Josephine Baker banana dance costume by Patrick Kelly in collaboration with jewelry designer David Spada, Fall/Winter 1986-87. Courtesy of Philadelphia Museum of Art.

Indeed, Kelly was able to become the first American and the first black designer accepted into the prestigious French fashion industry association, Chambre Syndicale du Prêt-à-Porter des Couturiers et des Créateurs de Mode. But mainstream acceptance did not define Kelly, according to actress Sheryl Lee Ralph. For her, Kelly was an individual content in his skin despite society’s racism or homophobia. “Patrick lived in his joy, reality and peace long before anybody said it was OK. He was being himself and not asking people to choose him or tell him he was OK,” she said.

The exhibition runs until Nov. 30 and also features a collection of Kelly-inspired creations by contemporary fashion designer, Gerlan Marcel of Gerlan Jeans.

Belle, a period drama in sepia

Gugu Mbatha-Raw as Dido Elizabeth Belle. Credit: Fox Searchlight, David Appleby.
Gugu Mbatha-Raw as Dido Elizabeth Belle. Credit: Fox Searchlight, David Appleby.
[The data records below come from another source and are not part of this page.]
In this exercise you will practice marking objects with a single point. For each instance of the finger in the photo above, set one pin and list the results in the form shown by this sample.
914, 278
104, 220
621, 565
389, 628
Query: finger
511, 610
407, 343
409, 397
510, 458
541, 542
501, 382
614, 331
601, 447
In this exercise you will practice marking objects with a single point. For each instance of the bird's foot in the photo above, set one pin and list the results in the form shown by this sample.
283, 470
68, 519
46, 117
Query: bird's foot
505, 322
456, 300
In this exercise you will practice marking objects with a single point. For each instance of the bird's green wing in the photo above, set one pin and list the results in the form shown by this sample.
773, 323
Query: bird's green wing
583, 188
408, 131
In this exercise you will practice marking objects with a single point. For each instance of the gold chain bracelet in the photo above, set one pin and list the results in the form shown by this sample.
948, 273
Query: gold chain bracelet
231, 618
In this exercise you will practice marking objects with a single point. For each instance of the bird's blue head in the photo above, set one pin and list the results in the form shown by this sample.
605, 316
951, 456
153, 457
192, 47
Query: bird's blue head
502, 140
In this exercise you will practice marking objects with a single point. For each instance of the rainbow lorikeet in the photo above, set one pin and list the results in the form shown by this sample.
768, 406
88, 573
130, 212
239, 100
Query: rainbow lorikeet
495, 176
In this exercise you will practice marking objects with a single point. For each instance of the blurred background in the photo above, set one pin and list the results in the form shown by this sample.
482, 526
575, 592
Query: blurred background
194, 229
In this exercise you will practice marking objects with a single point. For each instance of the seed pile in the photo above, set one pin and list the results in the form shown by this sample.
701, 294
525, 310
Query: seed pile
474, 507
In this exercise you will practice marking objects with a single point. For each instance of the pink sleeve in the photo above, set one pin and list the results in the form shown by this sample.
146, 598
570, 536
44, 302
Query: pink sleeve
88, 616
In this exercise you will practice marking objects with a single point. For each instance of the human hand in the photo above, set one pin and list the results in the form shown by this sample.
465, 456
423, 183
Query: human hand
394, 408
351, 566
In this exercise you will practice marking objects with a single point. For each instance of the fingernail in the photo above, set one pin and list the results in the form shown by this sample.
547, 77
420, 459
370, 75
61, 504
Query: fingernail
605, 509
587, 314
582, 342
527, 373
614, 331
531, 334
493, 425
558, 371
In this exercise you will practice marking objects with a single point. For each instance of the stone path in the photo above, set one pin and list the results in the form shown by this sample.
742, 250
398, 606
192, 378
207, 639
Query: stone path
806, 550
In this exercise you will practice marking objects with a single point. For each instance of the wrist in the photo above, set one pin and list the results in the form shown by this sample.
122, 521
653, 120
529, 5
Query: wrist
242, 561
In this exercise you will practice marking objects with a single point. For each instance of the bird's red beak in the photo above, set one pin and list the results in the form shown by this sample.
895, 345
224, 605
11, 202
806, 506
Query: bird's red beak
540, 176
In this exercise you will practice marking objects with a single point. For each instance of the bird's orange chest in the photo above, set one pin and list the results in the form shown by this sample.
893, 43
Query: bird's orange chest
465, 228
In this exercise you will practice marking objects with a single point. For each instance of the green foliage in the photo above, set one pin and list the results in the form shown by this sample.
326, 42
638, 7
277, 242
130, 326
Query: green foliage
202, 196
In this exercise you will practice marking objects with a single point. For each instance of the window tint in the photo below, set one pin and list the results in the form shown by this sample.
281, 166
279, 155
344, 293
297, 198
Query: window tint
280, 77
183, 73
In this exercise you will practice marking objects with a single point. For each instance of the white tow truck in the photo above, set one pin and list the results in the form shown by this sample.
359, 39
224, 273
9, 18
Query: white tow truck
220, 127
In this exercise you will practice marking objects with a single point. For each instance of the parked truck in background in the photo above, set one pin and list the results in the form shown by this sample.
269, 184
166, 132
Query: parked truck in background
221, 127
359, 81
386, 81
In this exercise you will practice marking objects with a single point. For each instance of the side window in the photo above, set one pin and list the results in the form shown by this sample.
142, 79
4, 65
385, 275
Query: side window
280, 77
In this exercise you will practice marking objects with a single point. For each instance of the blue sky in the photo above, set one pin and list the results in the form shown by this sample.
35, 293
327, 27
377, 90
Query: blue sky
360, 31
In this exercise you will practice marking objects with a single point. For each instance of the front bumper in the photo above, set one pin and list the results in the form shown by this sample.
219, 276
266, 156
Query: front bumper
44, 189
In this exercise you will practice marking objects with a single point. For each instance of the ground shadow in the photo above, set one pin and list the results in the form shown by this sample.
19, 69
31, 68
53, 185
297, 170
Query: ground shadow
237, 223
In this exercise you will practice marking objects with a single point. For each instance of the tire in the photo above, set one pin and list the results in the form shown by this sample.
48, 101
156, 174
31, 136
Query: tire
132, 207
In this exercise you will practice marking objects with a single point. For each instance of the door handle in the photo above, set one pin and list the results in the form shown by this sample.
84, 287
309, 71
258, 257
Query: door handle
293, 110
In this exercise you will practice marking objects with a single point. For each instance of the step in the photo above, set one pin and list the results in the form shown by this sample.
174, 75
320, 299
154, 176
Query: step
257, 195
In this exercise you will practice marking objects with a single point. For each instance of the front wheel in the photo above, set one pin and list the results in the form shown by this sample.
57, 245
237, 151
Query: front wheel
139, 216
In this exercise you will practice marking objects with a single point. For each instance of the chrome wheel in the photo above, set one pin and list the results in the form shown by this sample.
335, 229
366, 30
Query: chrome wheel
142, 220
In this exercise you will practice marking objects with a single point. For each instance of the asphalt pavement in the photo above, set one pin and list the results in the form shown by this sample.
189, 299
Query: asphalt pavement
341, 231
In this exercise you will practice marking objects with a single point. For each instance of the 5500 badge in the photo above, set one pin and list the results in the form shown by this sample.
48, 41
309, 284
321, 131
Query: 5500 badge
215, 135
 When director Amma Asante received the script for Belle she immediately connected with the protagonist, Dido Elizabeth Belle, despite being born centuries apart. In the film, Asante explores the intersection of identity, class and race with the based on a true story of Belle, who was an 18th century mixed-race woman raised in British aristocracy. After a private screening at Soho House hosted by Bevy Smith, star of Bravo TV’s “Fashion Queens,” Asante shared how her own upbringing mirrors what the film imagines to be Belle’s plight of finding herself and romantic love in a world defined by race and class. Growing up as one of only two black families in the South London town of Streatham, Asante said she often experienced racism in the form of her home being vandalized and verbal harassment.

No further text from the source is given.